Anyway, achieving the CEV agenda seems to require a combination of steady work on a well-defined problem where we do already have everything we need to solve it, and rumination on nebulous imponderables in the hope of achieving clarity - including clarity about the relationship between the imponderables and the well-defined problem. I think that is very doable - the combination of steady work and contemplation, that is. And the contemplation is itself another form of steady work - steadily thinking about the nebulous problems, until they resolve themselves.
So long as there are still enigmas in the existential equation we can't be sure of the outcome, but I think we can know, right now, that it's possible to work on the problem (easy and hard aspects alike) in a systematic and logical way.
Isn't this one of the problems you can let the FAI solve?

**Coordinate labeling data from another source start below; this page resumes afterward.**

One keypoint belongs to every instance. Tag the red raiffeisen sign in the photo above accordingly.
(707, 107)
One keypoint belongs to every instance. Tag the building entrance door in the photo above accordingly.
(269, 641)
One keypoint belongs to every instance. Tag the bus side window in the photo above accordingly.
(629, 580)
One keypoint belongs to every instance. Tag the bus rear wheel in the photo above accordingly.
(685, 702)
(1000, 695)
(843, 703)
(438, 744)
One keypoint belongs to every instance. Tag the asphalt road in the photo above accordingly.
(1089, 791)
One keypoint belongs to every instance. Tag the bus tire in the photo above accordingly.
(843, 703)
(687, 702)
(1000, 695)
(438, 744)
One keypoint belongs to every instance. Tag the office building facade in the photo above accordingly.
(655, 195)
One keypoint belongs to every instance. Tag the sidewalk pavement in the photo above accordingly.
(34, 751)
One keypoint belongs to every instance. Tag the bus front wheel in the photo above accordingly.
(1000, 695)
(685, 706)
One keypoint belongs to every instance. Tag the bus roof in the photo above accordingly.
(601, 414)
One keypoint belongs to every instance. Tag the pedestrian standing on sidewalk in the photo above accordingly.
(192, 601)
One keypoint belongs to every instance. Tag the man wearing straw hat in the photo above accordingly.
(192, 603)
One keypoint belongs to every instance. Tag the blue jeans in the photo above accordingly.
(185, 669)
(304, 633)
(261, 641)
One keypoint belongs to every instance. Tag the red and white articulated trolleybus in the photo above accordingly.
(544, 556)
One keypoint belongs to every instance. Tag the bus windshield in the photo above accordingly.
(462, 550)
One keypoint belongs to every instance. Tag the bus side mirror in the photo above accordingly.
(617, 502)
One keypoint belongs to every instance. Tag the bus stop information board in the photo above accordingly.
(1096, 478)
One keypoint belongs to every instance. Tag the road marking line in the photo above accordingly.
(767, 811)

And what if preferences cannot be measured by a common "ruler"? What then?
Could you clarify for me what you mean by requiring that that a human consciousness be instantiated? Is it that you don't believe it is possible to elicit a CEV from a human if instantiation is involved or that you object to the consequences of simulating human consciousnesses in potentially undesirable situations?

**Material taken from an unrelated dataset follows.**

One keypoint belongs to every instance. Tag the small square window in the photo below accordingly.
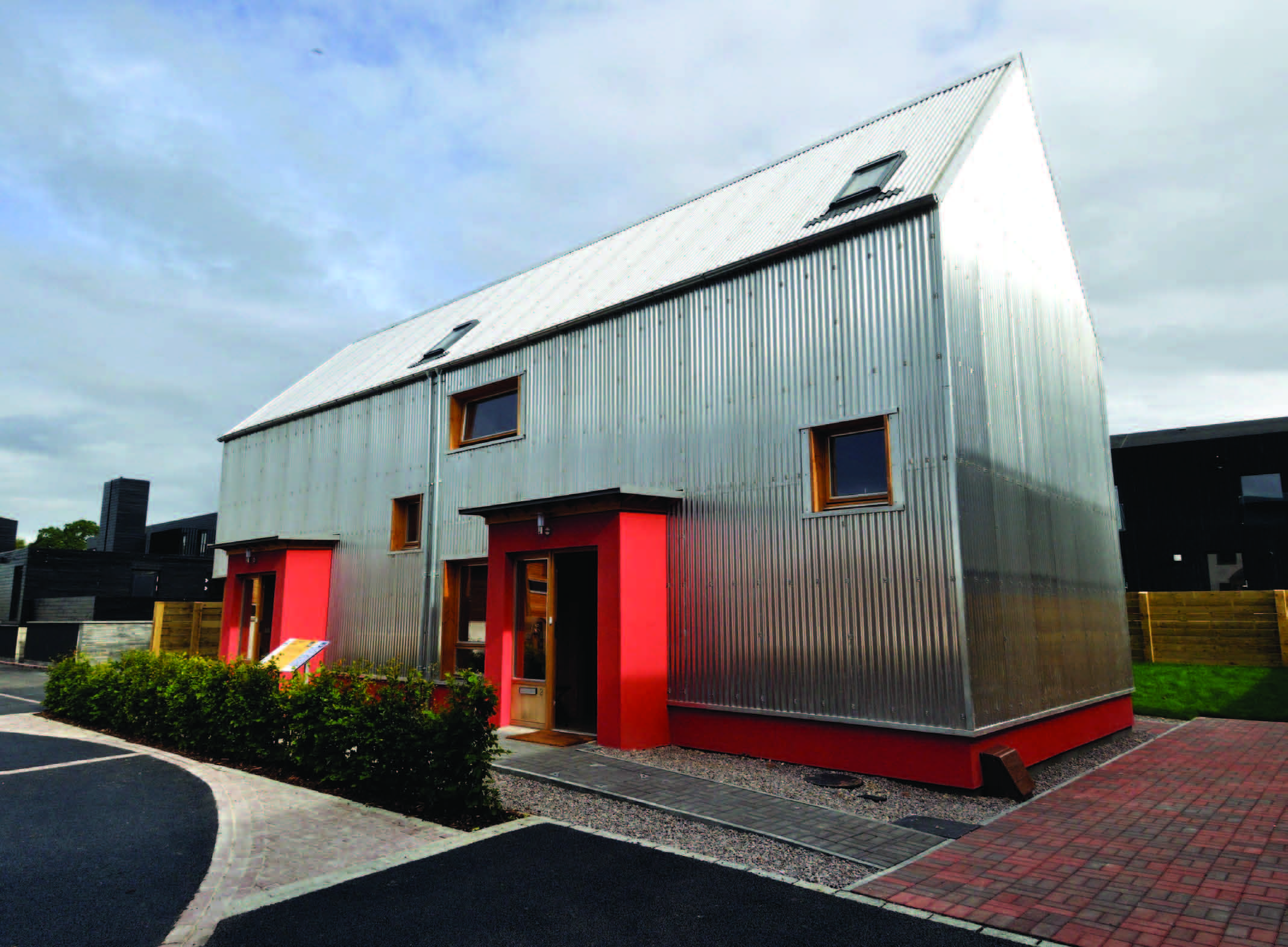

In the case of the latter I observe that this is only a problem under certain CEVs and so is somewhat different in nature to the other requirements. Some people's CEVs could then be extracted more easily than others.
I am no where near caught up on FAI readings but here are is a humble thought.

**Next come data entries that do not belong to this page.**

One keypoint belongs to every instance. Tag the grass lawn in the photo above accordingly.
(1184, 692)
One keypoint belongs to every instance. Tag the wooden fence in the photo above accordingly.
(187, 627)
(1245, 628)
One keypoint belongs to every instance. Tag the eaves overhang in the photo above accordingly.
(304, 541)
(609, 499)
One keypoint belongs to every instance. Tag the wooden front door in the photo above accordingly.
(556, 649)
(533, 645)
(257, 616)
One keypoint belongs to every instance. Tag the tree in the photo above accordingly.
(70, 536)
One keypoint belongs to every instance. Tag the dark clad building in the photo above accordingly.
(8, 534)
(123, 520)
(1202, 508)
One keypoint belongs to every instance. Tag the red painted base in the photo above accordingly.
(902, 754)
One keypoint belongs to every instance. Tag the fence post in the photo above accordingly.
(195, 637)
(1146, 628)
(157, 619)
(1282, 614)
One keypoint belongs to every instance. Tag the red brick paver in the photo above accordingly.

What I have read so far seems to be assuming a single jump FAI. That is once the FAI is set it must take us to where we ultimately want to go without further human input. Please correct me if I am wrong.
What about a multistage approach?
The problem that people might immediately bring up is that a multistage approach might lead elevating subgoals to goals. We say, "take us to mastery of nanotech" and the AI decides to rip us apart and organize all existing ribosomes under a coherent command.
However, perhaps what we need to do is verify that any intermediate state goal better than the current state.
So what if we have the AI guess a goal state. Then simulate that goal state and expose some subset of humans to that simulation. The AI the asks "Proceed to this stage or no" The humans answer.
Once in the next stage we can reassess.
To give a sense of motivation: it seems that verifying the goodness of future-state is easier than trying to construct the basic rules of good statedness.